The AI scores each of your 5 features against both domain models. For each feature in each domain, it follows a cite-then-apply pattern: it names the domain concept, states its definition, then explains how it applies to this specific feature. You'll see something like:
--- Scoring F-01: User Onboarding Wizard ---
USER-VALUE DOMAIN:
Activation Distance (steps to first value):
Current baseline: ~5 steps. Wizard reduces to ~2.
Drop-off data: 40% never complete setup. Score: 9
Retention Signal (behaviors indicating ongoing value):
Users who complete onboarding churn 40% less.
Enables core product workflows. Score: 7
WTP Indicator (evidence of willingness to pay):
Cited in 3 churn interviews: "couldn't get started."
Trial-to-paid conversion proxy. Score: 7
[... remaining concepts ...]
User-Value Total: 8/10
ENGINEERING-COST DOMAIN:
Effort Estimate Confidence: High — well-understood pattern.
Estimate: 3 weeks. No multiplier needed. Score: 8
Dependency Chain Length: 1 — data model dependency only. Score: 8
Reversibility: High — feature-flaggable. Score: 9
[... remaining concepts ...]
Engineering-Cost Total: 8/10 (feasibility)
Effort: 3 weeks | Confidence: High | Risk: Low
After scoring all 5 features, the AI identifies cross-domain tensions and presents the summary:
Feature Scores (user-value / eng-cost / effort):
Onboarding Wizard: 8 / 8 / 3 wk — high value, low risk
Bulk CSV Import: 7 / 6 / 5 wk — strong activation, edge cases
API Rate Limiting: 5 / 6 / 3.5wk — operational value, moderate risk
Audit Logging: 6 / 3 / 9 wk — compliance value, high cost [1.5x debt multiplier]

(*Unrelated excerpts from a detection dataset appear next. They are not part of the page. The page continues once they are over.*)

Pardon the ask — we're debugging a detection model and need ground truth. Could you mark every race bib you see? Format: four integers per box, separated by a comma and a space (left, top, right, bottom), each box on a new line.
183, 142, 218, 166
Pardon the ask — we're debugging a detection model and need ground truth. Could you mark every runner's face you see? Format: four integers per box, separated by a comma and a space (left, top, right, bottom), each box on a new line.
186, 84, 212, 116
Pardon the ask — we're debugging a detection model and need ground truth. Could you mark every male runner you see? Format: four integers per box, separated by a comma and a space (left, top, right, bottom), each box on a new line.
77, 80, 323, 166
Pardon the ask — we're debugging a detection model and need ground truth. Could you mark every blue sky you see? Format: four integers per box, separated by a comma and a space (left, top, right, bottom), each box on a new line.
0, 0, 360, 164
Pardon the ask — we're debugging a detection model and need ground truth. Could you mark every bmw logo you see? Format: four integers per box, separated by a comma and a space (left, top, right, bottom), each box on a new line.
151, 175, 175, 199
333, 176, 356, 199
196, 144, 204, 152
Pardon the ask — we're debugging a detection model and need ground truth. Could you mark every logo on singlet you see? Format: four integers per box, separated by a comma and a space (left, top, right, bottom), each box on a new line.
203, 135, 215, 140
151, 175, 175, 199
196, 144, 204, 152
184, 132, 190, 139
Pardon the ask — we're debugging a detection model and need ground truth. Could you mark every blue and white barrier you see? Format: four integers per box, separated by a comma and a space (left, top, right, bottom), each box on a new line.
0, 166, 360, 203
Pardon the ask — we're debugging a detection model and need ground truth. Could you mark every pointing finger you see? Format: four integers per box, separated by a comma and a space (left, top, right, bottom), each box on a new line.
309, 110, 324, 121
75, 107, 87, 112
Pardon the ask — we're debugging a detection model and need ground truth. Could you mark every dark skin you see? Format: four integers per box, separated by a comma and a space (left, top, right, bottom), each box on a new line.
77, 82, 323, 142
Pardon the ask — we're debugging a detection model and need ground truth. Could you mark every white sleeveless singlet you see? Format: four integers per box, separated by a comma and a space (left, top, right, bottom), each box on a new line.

Dark Mode: 3 / 9 / 1.5wk — low value, trivial build
Cross-Domain Tensions:
1. Dark mode: highest feasibility (9) but lowest user-value (3).
Governor hypothesis HL-4: CONFIRMED — below average on all 6
user-value concepts. AP-1 (feature-request-driven development)
detected: 8 requests, all free-tier (weak WTP signal per QP-4).
2. Audit logging: strong user-value from enterprise (6) but
engineering-cost score 3 due to 1.8x debt multiplier (QP-3)
inflating base estimate from 6 weeks to 9 weeks effective.
At 9 weeks, consumes 75% of G-1 budget.
3. Onboarding vs. CSV import: both are activation features
but serve different user journeys (new-user vs. migrating-user).
Complementary, not competing — both fit in budget together.
The AI presents a health report and a draft recommendation, but you decide. It asks:
Recommendation (within G-1: 12-week constraint, G-2: 1 developer):
1. Onboarding Wizard 8/8 ~3 wk
2. Bulk CSV Import 7/6 ~5 wk
3. API Rate Limiting 5/6 ~3.5 wk
Total: ~11.5 weeks. G-1: PASS (0.5 wk margin).
Deferred:
- Dark mode — user-value 3/10, HL-4 confirmed: noise
- Audit logging — user-value 6 but effort 9 wk (doesn't fit budget)
Trade-off for Governor: Swap API Rate Limiting for Audit Logging?
New total: ~17 weeks — exceeds G-1 by 5 weeks. VIOLATION.
Or: Onboarding + Audit Logging only? 12 weeks — G-1 PASS but
only 2 features, less total value (14 vs. 20 user-value).
What's your decision?
Say: Hold the line. Approve the recommendation as-is. Log dark mode hypothesis as confirmed.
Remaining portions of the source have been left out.